In [5]:
import pandas as pd
import os

# Directories
output_dir_combined = "../../../Data/Filtered_unphased_training_data_union_final/"
maf_output_dir = "../../../Data/MAF_calculations/"

os.makedirs(maf_output_dir, exist_ok=True)

def calculate_maf(combined_data_df):
    maf_dict = {}
    for col in combined_data_df.columns:
        allele_counts = combined_data_df[col].value_counts()
        total_alleles = allele_counts.sum() * 2
        
        # Minor allele frequency calculation
        if 1 in allele_counts.index or 2 in allele_counts.index:
            minor_allele_count = allele_counts.get(1, 0) + allele_counts.get(2, 0) * 2
            maf = minor_allele_count / total_alleles
        else:
            maf = 0
        
        maf_dict[col] = maf
    return maf_dict

maf_results = {}

for chromosome_number in range(1, 23):
    file_dir = output_dir_combined + f"23AndMe_PRS313_merged_chr{chromosome_number}_matching_combined.parquet"

    # Load combined data into a pandas DataFrame
    combined_data_df = pd.read_parquet(file_dir)

    # Calculate MAF
    maf_dict = calculate_maf(combined_data_df)

    # Save MAF results
    maf_results[f'chr{chromosome_number}'] = maf_dict
    maf_output_file = maf_output_dir + f"23AndMe_PRS313_merged_chr{chromosome_number}_MAF.csv"
    maf_df = pd.DataFrame(list(maf_dict.items()), columns=['SNP', 'MAF'])
    maf_df.to_csv(maf_output_file, index=False)

    print(f"Chromosome {chromosome_number} MAF calculated and saved.")

# Optionally, save all MAF results in one file
maf_combined_output_file = maf_output_dir + "23AndMe_PRS313_all_chromosomes_MAF.csv"
maf_combined_df = pd.concat([pd.DataFrame.from_dict(maf_results[chr], orient='index', columns=['MAF']).reset_index().rename(columns={'index': 'SNP'}) for chr in maf_results.keys()])
maf_combined_df.to_csv(maf_combined_output_file, index=False)

print("All chromosomes MAF calculated and combined file saved.")
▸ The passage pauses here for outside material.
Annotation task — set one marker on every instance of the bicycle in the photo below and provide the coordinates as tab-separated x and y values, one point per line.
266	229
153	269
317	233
Chromosome 1 MAF calculated and saved.
Chromosome 2 MAF calculated and saved.
Chromosome 3 MAF calculated and saved.
Chromosome 4 MAF calculated and saved.
Chromosome 5 MAF calculated and saved.
Chromosome 6 MAF calculated and saved.
Chromosome 7 MAF calculated and saved.
Chromosome 8 MAF calculated and saved.
Chromosome 9 MAF calculated and saved.
Chromosome 10 MAF calculated and saved.
Chromosome 11 MAF calculated and saved.
Chromosome 12 MAF calculated and saved.
Chromosome 13 MAF calculated and saved.
Chromosome 14 MAF calculated and saved.
Chromosome 15 MAF calculated and saved.
Chromosome 16 MAF calculated and saved.
Chromosome 17 MAF calculated and saved.
Chromosome 18 MAF calculated and saved.
Chromosome 19 MAF calculated and saved.
Chromosome 20 MAF calculated and saved.
Chromosome 21 MAF calculated and saved.
Chromosome 22 MAF calculated and saved.
All chromosomes MAF calculated and combined file saved.